L’ultimo tributo all’architetto Ferruccio Montanari

UDINE. «Una vita profumata di bontà e onestà». Queste le parole che don Claudio Como ha dedicato a Ferruccio Montanari a chiusura della cerimonia funebre che si è svolta ieri mattina nella chiesa di San Quirino in via Gemona, per l’ultimo saluto al geniale architetto friulano, morto martedì notte.
Parole intrise di stima e tenerezza, che hanno accompagnato l’intero rito condotto da don Como con una viva partecipazione per un lutto che ha colpito e commosso l’intera comunità udinese.
«Dopo aver salutato Darmo Brusini – ha commentato il curato udinese durante il funerale - ci ritroviamo in questa chiesa, che apre le sue navate come una mamma allarga le sue braccia per accogliere i propri figli, a dire addio a un altro grande artista che ha dato tanto alla sua città».
La chiesa, infatti, era gremita. La cultura e l’imprenditoria friulana hanno presenziato con una folta rappresentanza, dalla curatrice del Museo d’Arte moderna e contemporanea Casa Cavazzini Vania Gransinigh, agli amministratori della Moroso, azienda con la quale Montanari ha collaborato a lungo, passando per esponenti della musica e i tanti, giovani e meno giovani, estimatori del suo immenso lavoro di architetto e designer.

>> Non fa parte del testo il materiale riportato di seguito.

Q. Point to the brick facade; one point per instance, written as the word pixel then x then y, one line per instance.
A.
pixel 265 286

Una chiesa gremita ma che, grazie alla sua forma così accogliente e ampia e alle sue grandi vetrate colorate, ha regalato ai presenti un respiro leggero in contrasto con la fitta pioggia scesa ieri mattina e, soprattutto, con il grande senso di perdita per la morte di Montanari.
«Io non sono certo un critico d’arte – ha proseguito don Como - e qui ce ne sono parecchi che potrebbero meglio di me descrivere le opere e le collaborazioni di Ferruccio. Io vorrei quindi ricordare le sue straordinarie doti umane, ricordare cioè come sia stato una persona in grado di mettere l’essere e la sostanza prima dell’apparenza, scoprendo il segreto per rendere più bello il mondo».
Il senso del bello, dunque, come lotta alla pigrizia e alla massificazione delle passioni. Concetti forse poco teologici, ma densi di significato specialmente se espressi proprio dal pulpito di una chiesa.
«La gentilezza, la riservatezza, la modestia e la nobiltà d’animo. Sembrano “cose da museo”, invece sono le qualità che hanno accompagnato Ferruccio in tutto l’arco della sua vita personale e professionale».
Don Como si riferisce non soltanto alle testimonianze offerte dai familiari, prime tra tutti la compagna di una vita Patrizia Novajra e la figlia Antonia, strette in un abbraccio di fronte alla bara di legno chiaro adornata di rose rosse, ma anche a quelle dei tanti colleghi che hanno avuto la fortuna di percorrere parte del loro cammino lavorativo al fianco di un personaggio curioso, appassionato e fantasioso come Montanari.
Un cammino interrotto più di un anno fa, quando un ictus ha chiuso gli occhi del designer, lasciano ai familiari e amici solo la speranza – cessata martedì notte - che un giorno si potessero riaprire.
«Ferruccio ha provato anche il tunnel della malattia – ha concluso don Como - e chissà cosa avrà pensato, cosa avrà disegnato in questo lungo periodo nella sua mente. Io penso che avrà sicuramente trovato il bello anche in quei momenti e che ora, il Signore, gli farà fare un bel disegno di pubblicità al paradiso, chiedendogli di raffigurargli un mondo pieno di giustizia e amore».
Un pensiero forte, coccolato dalle parole dell’editore Luca Sossella, che ha voluto testimoniare la sua profonda amicizia con Montanari, con cui ha condiviso molti progetti lavorativi.
«Mi piace ricordare Ferruccio quando diceva che «si può fare tutto con il niente» – ha detto con voce rotta dalla commozione l’editore bolognese - perché lui era davvero in grado di dar vita ad ogni segno, era in grado di dare senso all’indefinito».
Un applauso spontaneo, scaturito per le parole commosse di chi ha voluto con amore ricordare Montanari, ha infine preceduto il silenzio pieno di emozione che ha accompagnato il feretro, accarezzato da innumerevoli mani amiche, fuori dalla chiesa, per il suo ultimo viaggio.